Entre los retratos y autorretratos expuestos está el de su padre, acompañado por esta leyenda: “Aquí pinté a mi padre, Wilhelm Kahlo, de origen húngaro-alemán, artista-fotógrafo de profesión, de carácter generoso, inteligente y bueno. Valiente porque sufrió durante sesenta años de epilepsia, pero nunca se rindió trabajando, y luchó contra Hitler”. Y en las paredes, otras obras muestran sus citas más celebres como “Despierta, corazón dormido”, “¿Pies, para qué los quiero, si tengo alas para volar?” y “Jamás en toda mi vida olvidaré tu presencia. Me acogiste destrozada y me devolviste íntegra, entera”, así como la que acompaña a su última pintura, en la que en medio de unas coloridas sandías, se lee “viva la vida”.

Conmovedora y poética, Frida también presenta su cocina, sus jardines, su habitación, su cama, su silla de ruedas, sus muletas, su paleta y hasta sus cenizas. Maravilloso. Unos cuantos metros inmersa en la apasionante esencia de esta mujer, que no fue atractiva físicamente, pero sí adictiva como leyenda.
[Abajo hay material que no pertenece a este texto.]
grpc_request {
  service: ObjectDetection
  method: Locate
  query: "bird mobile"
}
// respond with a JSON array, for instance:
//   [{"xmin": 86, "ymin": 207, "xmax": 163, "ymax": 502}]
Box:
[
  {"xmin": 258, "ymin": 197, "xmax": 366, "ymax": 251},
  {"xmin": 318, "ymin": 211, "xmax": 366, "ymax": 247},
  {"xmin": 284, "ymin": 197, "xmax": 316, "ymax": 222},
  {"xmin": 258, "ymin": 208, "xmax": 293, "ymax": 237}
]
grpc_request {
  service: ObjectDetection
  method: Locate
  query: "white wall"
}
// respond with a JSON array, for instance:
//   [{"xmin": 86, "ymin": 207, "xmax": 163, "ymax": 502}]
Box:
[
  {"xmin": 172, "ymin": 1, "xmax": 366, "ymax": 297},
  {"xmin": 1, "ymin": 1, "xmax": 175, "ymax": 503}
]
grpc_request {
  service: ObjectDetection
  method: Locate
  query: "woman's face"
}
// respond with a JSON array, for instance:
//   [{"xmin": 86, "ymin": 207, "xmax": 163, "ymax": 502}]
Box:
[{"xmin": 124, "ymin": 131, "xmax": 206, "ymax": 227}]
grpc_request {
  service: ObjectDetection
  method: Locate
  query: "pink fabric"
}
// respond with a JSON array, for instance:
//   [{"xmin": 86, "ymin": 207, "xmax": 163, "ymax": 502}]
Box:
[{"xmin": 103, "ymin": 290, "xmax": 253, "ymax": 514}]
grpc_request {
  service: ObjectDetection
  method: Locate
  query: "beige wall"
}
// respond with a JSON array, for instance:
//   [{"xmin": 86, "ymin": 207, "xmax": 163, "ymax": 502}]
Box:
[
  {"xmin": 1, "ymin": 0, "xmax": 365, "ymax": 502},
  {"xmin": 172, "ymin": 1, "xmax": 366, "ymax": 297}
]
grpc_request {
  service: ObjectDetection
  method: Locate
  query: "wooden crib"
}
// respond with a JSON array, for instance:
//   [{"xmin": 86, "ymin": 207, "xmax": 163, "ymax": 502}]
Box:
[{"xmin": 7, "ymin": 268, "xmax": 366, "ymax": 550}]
Por otro lado, mi  maleta azul de Frida ahora vale mucho más de $70.000 porque estuvo en su propia casa. Ya hasta se le ve más feliz. De manera que si tiene la oportunidad de estar en el D.F., no pierda el chance de sumergirse despacio en este mundo abstracto, surrealista y loco. Le aseguro que el tiempo no alcanzará y que saldrá revitalizado por una misteriosa energía.

Para finalizar este viaje,  una última, triste y rítmica cita que hay en las paredes de su casa: “Esperar con la angustia guardada, la columna rota y la inmensa mirada. Sin andar en el vasto sendero, moviendo mi vida cercada de acero” – Frida Kahlo.